In a traditional clinical trial, the treatment effect is estimated by data collected during a trial. This approach doesn’t always suit adaptive trials, small-n trials, and new lines of evidence for rare disease drug development. They are better served with Bayesian models, as compared to the frequentist nature of traditional trials. In Bayesian statistics, the treatment effect is not a fixed parameter to be estimated, but a degree of belief (that the treatment works) that is updated with every piece of evidence.

Some of this evidence is collected during the trial, such as the different stages of a MAMS trial or different treatments in a SMART. But this evidence can also come from before the trial, such as previous natural history data of the disease, previous clinical trials, or real-world data gathered from electronic health records or wearables.

Speaking on Bayesian methods, Zhou says that “they help us to bring in existing information or information that is outside of the current clinical trial. This permits what is called borrowing of information. In other words, if the drug performs well in a common cancer type, it can provide some additional information for a rare cancer type. It could make the estimate more precise, or you don't need as many patients with the rare cancer types to get a precise estimate of the treatment effect.”

Often, the control is not a placebo but an existing drug that is the standard of care and benchmark for the new drugs under trial. Bayesian analyses allow utilizing existing information on the control drug to reduce the size of the control arm. “You can either enrol fewer patients on the control arm or you can completely ignore the control arm and perform a single-arm trial,” says Zhou.

In a single-arm trial, all participants receive the investigational drug. These trials look at a patient’s condition before and after a trial, compared to a baseline determined before the trial. Think of it as how a person goes through multiple shampoo brands before settling on one. These trials have been used effectively in developing therapies for rare cancers.

More recently, scientists have been integrating data from real-world sources to generate synthetic control arms. This is beneficial for ultrarare diseases but also rare diseases where a lower sample size is desired. For example, though many rare genetic diseases onset early in life, ethical considerations necessitate that few children be recruited to clinical trials. Bayesian approaches can be used to extrapolate insights from adults to children.

“Rare diseases can affect people quite differently,” says Kidwell. Subtypes in rare diseases complicate endpoints and often fragment the already small patient populations. “Bayesian methods might allow us to meet these global inference procedures and get more precision across multiple endpoints,” Kidwell adds. At the extreme of this paradigm are n-of-1 trials that look at how an individual patient responds to a drug. As of now, these are mainly limited to clinical care instead of developing new drugs.

Regulatory status

Regulatory bodies are warming up to some of these new approaches to expand rare disease clinical trials. “FDA’s Complex Innovative Designs initiative is looking for these types of clinical trial designs using Bayesian methods,” says Kidwell. The FDA is also open to accepting real-world evidence to support rare disease drug development. In the UK, the Medicines and Healthcare products Regulatory Agency (MHRA) is also developing guidelines for using real-world data as an external control arm.

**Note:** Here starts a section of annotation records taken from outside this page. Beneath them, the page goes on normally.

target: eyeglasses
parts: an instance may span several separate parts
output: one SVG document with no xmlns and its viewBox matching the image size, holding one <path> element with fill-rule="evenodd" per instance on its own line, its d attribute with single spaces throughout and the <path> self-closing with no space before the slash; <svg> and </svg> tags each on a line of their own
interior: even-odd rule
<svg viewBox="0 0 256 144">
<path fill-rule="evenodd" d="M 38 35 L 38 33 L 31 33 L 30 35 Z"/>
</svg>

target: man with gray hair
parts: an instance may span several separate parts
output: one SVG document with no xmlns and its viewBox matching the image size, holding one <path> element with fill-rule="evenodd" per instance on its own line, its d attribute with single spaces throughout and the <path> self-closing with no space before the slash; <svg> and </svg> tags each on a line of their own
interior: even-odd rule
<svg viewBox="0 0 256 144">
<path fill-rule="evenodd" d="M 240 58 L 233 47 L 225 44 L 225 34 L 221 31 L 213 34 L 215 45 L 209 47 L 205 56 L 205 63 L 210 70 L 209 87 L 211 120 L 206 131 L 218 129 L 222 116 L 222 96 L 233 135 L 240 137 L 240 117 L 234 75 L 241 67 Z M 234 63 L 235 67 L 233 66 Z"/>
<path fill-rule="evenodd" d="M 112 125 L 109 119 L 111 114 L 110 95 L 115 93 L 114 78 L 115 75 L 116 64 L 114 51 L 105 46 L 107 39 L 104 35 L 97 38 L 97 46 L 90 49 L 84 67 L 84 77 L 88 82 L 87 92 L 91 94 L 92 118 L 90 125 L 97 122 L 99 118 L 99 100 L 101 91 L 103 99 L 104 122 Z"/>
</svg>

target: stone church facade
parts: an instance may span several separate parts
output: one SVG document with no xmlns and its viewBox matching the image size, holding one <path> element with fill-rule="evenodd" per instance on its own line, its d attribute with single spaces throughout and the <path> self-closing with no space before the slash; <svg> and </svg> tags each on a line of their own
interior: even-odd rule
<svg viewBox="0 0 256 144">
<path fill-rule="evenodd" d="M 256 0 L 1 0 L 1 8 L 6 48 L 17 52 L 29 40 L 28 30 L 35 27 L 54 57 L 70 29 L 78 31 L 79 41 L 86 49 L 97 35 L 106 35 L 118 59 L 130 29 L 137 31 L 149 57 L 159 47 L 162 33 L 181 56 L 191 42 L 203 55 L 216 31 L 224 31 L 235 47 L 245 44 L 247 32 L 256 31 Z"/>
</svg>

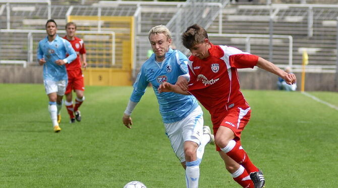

FDA is also enabling single-arm trials beyond rare cancers. For example, it confirmed that an ongoing single-arm phase 1/2 trial would suffice for accelerated approval for a new therapeutic vaccine for recurrent respiratory papillomatosis, a rare infection. Other approaches are acceptable for some parts of clinical trials. Regulatory agencies are willing to let researchers use natural history data to help guide clinical trial design.

Most of the rare diseases that garner any attention are relatively more common or have strong patient groups to advocate for them. Increased collaboration between all stakeholders and wider regulatory acceptance of innovative clinical trial designs will change that, benefitting more rare disease patients.

Sachin Rawat is a freelance science and tech writer based in Bangalore. He holds a master’s degree in biotechnology.